They’re still raving about bishop who tried trans-Atlantic spiritual union at royal wedding

RASHMEE ROSHAN LALL May 26, 2018

Reverend Michael Curry from Chicago

They’re still at it.  The British media. Even some of the crustier establishment types. It was a week ago today that the Most Rev. Michael Curry, Chicago-born bishop of the Episcopal Church, thundered, dreamed and inspired at the royal wedding. And they’re still talking about it.

Perhaps that’s not wholly surprising. Rev Curry made one long to have preachers (of any faith) with passion – a passion for good things,  wholesome ideas and for prescriptions that make the world a better place.

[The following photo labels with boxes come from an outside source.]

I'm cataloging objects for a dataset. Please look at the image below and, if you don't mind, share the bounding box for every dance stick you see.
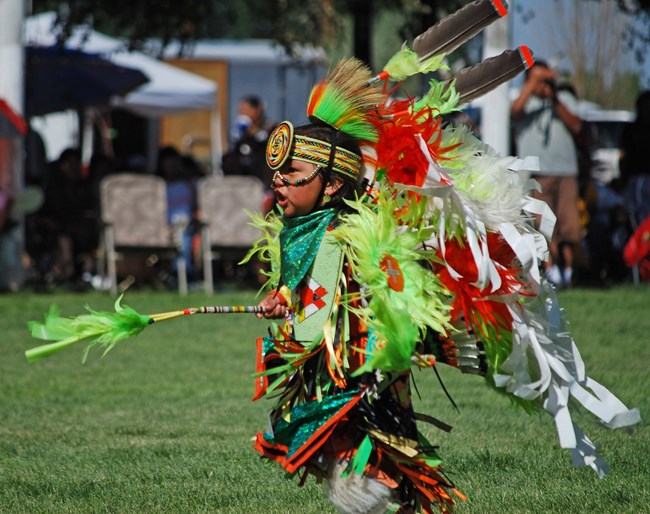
[25,296,264,362]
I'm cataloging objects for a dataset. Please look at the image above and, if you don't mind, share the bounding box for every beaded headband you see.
[266,121,361,179]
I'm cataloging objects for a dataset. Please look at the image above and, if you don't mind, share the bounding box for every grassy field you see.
[0,286,650,514]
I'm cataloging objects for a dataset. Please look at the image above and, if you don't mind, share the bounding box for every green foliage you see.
[0,286,650,514]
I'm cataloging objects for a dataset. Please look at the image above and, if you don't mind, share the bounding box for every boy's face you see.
[272,159,330,218]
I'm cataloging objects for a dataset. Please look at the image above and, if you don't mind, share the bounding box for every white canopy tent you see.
[23,12,217,116]
[23,12,222,170]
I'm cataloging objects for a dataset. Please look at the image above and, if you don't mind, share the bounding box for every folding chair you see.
[100,173,187,294]
[197,175,264,294]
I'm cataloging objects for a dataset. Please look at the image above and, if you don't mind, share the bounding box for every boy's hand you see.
[256,291,287,319]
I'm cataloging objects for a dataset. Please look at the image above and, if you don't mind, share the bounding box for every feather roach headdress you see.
[27,0,640,488]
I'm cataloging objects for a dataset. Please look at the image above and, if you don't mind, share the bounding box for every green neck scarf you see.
[280,209,338,291]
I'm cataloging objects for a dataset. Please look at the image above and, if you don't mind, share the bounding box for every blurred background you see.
[0,0,650,292]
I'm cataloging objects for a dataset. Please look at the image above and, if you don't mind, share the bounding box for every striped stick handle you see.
[149,305,264,323]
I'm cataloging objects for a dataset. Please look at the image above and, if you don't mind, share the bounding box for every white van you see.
[580,109,635,184]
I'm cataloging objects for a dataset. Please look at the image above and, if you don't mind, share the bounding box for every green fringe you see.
[25,296,152,362]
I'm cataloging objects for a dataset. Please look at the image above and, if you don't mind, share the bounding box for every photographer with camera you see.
[510,61,582,287]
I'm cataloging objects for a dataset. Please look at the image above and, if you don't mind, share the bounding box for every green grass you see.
[0,287,650,514]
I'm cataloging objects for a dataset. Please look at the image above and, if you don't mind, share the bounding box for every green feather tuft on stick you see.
[25,296,154,362]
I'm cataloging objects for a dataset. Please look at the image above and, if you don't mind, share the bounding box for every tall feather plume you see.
[446,46,534,105]
[307,58,385,142]
[413,0,508,61]
[372,0,508,82]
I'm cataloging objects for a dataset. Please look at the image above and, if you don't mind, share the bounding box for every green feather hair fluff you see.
[25,296,152,362]
[384,45,449,82]
[413,79,460,116]
[332,192,451,373]
[307,59,385,142]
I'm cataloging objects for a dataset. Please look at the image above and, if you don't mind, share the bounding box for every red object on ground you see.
[623,216,650,280]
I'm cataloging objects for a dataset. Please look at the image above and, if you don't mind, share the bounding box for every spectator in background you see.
[615,90,650,224]
[222,96,275,212]
[36,148,99,287]
[510,61,582,287]
[156,146,196,281]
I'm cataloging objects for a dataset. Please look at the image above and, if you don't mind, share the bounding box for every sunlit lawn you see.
[0,286,650,514]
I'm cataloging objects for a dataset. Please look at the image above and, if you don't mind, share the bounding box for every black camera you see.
[544,79,557,93]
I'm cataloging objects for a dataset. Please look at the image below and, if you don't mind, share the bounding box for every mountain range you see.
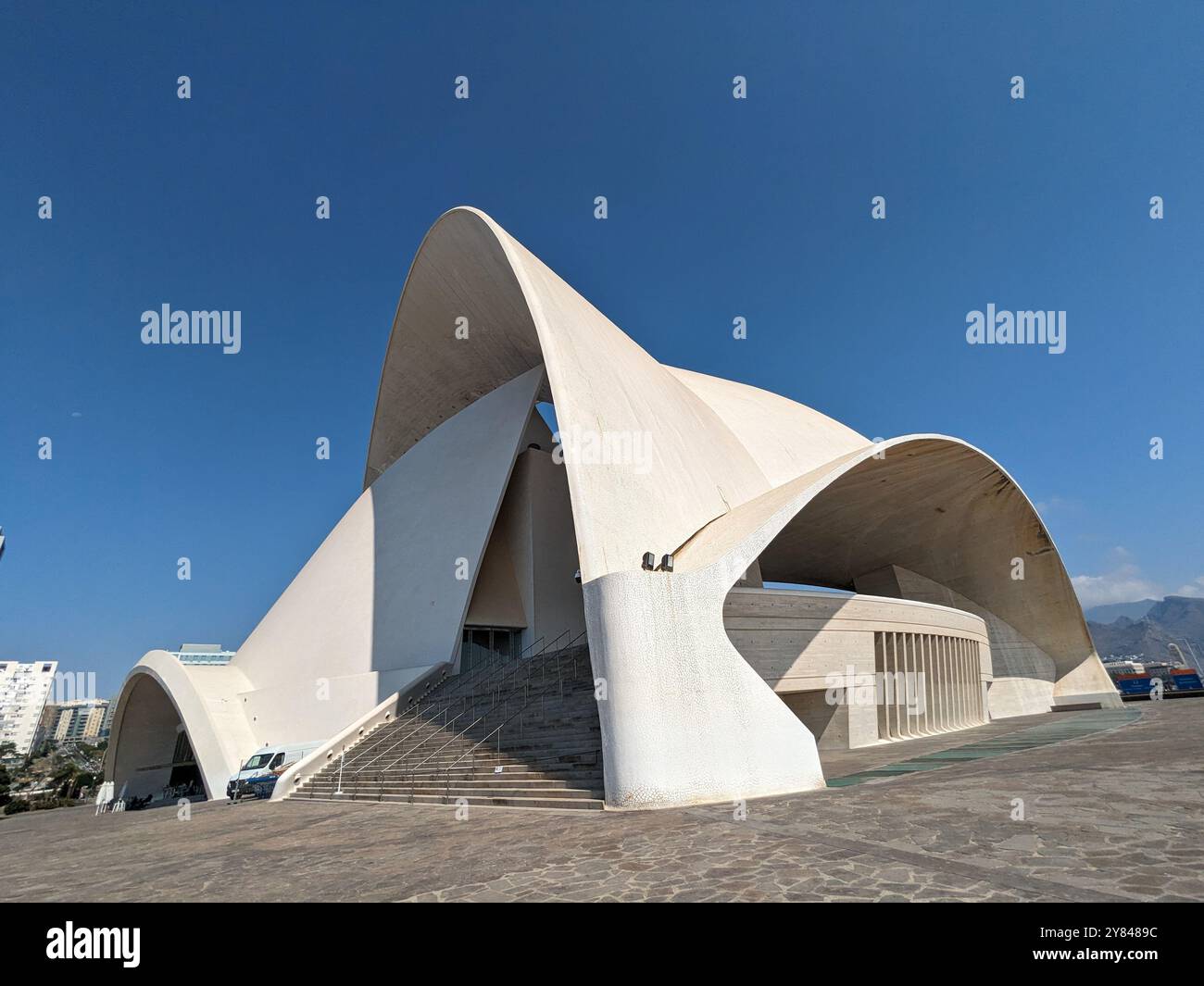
[1085,596,1204,665]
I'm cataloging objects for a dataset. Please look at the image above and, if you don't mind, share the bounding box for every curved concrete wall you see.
[107,208,1115,806]
[723,589,991,694]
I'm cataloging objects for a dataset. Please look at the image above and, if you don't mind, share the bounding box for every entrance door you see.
[460,626,521,674]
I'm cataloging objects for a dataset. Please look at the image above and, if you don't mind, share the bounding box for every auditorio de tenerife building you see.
[106,208,1119,808]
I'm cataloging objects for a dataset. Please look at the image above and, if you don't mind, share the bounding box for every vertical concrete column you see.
[874,630,891,739]
[934,634,948,732]
[923,633,936,736]
[950,637,966,730]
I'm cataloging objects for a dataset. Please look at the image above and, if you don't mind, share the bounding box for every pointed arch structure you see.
[106,208,1115,808]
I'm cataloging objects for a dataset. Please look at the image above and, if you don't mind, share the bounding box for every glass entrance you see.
[460,626,522,674]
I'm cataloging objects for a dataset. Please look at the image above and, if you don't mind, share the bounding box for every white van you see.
[226,739,321,801]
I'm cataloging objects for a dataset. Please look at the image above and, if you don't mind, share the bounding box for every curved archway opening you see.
[112,674,206,805]
[725,437,1098,749]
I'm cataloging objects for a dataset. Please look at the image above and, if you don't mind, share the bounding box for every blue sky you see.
[0,3,1204,694]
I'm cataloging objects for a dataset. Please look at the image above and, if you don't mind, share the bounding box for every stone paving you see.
[0,698,1204,902]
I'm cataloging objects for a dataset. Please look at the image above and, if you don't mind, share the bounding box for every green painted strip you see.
[827,709,1141,787]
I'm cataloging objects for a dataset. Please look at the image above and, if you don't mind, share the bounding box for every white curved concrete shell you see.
[103,208,1115,808]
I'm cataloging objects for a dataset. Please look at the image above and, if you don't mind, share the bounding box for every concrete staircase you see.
[289,645,603,809]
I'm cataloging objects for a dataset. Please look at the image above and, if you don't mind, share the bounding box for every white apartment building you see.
[0,661,59,756]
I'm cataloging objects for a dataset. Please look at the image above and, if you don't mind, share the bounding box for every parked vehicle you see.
[226,741,320,802]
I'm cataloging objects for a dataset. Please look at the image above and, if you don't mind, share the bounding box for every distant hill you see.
[1083,600,1159,624]
[1087,596,1204,664]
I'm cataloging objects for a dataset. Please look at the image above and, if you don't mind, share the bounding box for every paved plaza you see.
[0,698,1204,902]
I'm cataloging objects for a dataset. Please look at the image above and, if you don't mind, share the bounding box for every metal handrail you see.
[443,630,585,803]
[340,630,586,799]
[334,637,543,777]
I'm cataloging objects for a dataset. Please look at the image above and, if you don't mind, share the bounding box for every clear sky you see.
[0,3,1204,694]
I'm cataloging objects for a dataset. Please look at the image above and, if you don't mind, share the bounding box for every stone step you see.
[301,782,602,799]
[292,791,606,810]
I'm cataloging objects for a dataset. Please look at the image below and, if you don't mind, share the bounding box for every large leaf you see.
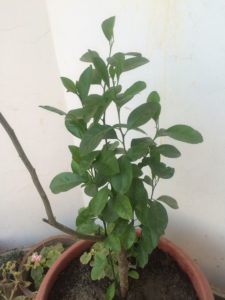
[102,17,115,42]
[111,156,132,194]
[50,172,83,194]
[116,81,146,107]
[157,144,181,158]
[93,56,109,87]
[65,108,87,139]
[61,77,77,94]
[77,66,92,102]
[157,195,179,209]
[123,56,149,72]
[127,103,159,129]
[39,105,66,116]
[113,195,133,220]
[89,187,109,216]
[80,124,116,156]
[158,124,203,144]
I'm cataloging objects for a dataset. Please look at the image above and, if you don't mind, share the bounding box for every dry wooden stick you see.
[0,112,102,241]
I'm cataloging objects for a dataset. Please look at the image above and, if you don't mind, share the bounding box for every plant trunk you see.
[118,249,128,299]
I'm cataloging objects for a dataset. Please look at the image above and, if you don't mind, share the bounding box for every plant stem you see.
[118,249,129,299]
[0,112,103,241]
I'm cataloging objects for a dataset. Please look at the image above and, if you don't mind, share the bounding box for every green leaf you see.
[157,144,181,158]
[128,270,139,279]
[127,103,159,129]
[106,282,116,300]
[91,252,107,280]
[113,195,133,220]
[123,56,149,72]
[80,124,116,156]
[158,125,203,144]
[65,108,87,139]
[157,195,179,209]
[60,77,77,94]
[115,81,146,107]
[102,17,115,42]
[148,201,168,236]
[80,50,99,63]
[77,66,92,102]
[94,150,119,176]
[80,252,92,265]
[93,52,109,87]
[147,91,160,103]
[39,105,66,116]
[88,187,109,216]
[104,234,121,252]
[50,172,83,194]
[111,156,132,194]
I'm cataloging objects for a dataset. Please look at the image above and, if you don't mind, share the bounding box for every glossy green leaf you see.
[157,195,179,209]
[50,172,83,194]
[106,282,116,300]
[89,187,109,216]
[157,144,181,158]
[93,53,109,87]
[39,105,66,116]
[77,66,92,101]
[113,195,133,220]
[128,270,139,279]
[102,17,115,42]
[65,109,87,139]
[60,77,77,94]
[127,103,159,129]
[111,156,132,194]
[123,56,149,72]
[91,252,107,280]
[80,124,116,156]
[159,125,203,144]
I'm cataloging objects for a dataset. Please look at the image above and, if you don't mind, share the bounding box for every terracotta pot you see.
[19,234,75,299]
[35,233,214,300]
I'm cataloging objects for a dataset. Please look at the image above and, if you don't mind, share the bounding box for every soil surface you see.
[49,249,198,300]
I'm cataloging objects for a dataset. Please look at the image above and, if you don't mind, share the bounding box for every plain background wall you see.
[47,0,225,287]
[0,0,83,248]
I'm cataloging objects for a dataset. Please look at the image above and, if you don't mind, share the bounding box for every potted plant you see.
[0,17,213,300]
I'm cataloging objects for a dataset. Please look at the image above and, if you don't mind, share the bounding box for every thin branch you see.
[0,112,102,241]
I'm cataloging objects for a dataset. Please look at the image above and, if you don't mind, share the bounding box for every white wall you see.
[47,0,225,287]
[0,0,83,248]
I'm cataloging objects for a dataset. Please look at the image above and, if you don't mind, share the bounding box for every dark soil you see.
[49,249,198,300]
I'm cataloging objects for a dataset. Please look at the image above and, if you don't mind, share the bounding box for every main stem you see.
[0,112,102,241]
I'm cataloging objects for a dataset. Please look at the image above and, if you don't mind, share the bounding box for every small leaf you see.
[147,91,160,103]
[157,195,179,209]
[88,187,109,216]
[113,195,133,220]
[159,125,203,144]
[80,124,116,156]
[60,77,77,94]
[77,66,92,102]
[102,17,115,42]
[157,144,181,158]
[80,252,92,265]
[39,105,66,116]
[50,172,83,194]
[111,156,132,194]
[123,56,149,72]
[127,103,159,129]
[128,270,139,279]
[106,282,116,300]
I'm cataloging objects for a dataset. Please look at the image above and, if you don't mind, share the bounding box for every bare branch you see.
[0,112,102,241]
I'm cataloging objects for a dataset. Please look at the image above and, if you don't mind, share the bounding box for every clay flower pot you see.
[35,237,214,300]
[19,234,75,299]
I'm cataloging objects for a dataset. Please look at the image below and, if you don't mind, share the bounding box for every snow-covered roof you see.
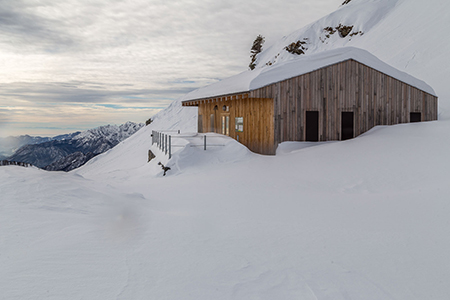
[181,47,436,101]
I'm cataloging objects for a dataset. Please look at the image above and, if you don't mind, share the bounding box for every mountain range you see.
[0,0,450,300]
[6,122,144,171]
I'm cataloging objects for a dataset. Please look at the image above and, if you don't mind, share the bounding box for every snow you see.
[0,0,450,300]
[182,47,436,101]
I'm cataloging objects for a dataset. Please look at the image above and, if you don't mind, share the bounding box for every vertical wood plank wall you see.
[198,98,276,154]
[250,60,438,145]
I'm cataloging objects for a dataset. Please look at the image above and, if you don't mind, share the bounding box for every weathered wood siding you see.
[198,98,276,154]
[249,60,438,145]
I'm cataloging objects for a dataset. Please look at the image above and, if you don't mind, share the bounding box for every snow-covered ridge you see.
[182,47,436,101]
[256,0,401,68]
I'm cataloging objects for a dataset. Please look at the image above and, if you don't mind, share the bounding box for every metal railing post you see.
[164,134,167,155]
[169,135,172,159]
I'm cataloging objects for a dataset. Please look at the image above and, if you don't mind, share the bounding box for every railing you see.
[152,130,225,159]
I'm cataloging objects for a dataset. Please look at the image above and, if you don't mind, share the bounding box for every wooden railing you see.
[152,130,225,159]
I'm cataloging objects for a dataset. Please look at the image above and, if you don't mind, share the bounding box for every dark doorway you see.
[341,111,354,141]
[306,111,319,142]
[209,114,215,132]
[409,113,422,123]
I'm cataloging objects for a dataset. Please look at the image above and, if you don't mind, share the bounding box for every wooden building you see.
[182,48,438,154]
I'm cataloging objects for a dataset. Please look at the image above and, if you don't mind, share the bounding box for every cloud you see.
[0,0,342,136]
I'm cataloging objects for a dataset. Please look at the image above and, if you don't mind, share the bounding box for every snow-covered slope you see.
[256,0,450,115]
[0,0,450,300]
[8,122,144,171]
[0,131,80,159]
[181,47,436,101]
[77,101,197,176]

This is why a week on, people are still asking did you thrill to Rev Michael Curry at the #Royal wedding?

To which my answer is: Me Too. Except that he did go on a tad too long.

In retrospect, everyone recognises that the Bishop struck a startling note at the wedding on Saturday, May 19. It was a very American note – egalitarian, free-spirited and unafraid. It was also obvious that he represented a clash of cultures and one that may not easily settle into harmony.

There the black American clergyman stood, trying to defrost British aristocracy’s habitual sang froid. He quoted Martin Luther King Jr., recommended making “the old world new” with the power of love and extolled the revolution that is fire. He didn’t read from a script and he didn’t hide his passion.

There they sat in church, the British royal family and assorted lords and ladies, stiffening the upper lip, “pale and stately”, as British novelist Diana James has written.

Rev Curry shook things up.

It was what he would have expected to do. Back in 2016, he told The New York Times about moving the racial goal posts. “When I was in seminary,” he said, “the expectation at the time was that if you were a black priest or seminarian, you were going to be serving in black churches. There was a black church world and a white church world. That was the given-ness of racism, not that anybody said anything.”

Barely two years on, he seemed to be trying to unite the trans-Atlantic “church world”.

The Bishop from America was simply inspirational leading to this confession from former Labour Party leader Ed Miliband, an atheist. He said that if he listened to Rev Curry long enough, even he might be tempted to believe.

But then Rev Curry spoilt it a bit by going on too long.

It was a reminder that even a man of god is just as human as anyone else.

Even so, a week on, they’re still raving about Rev Curry.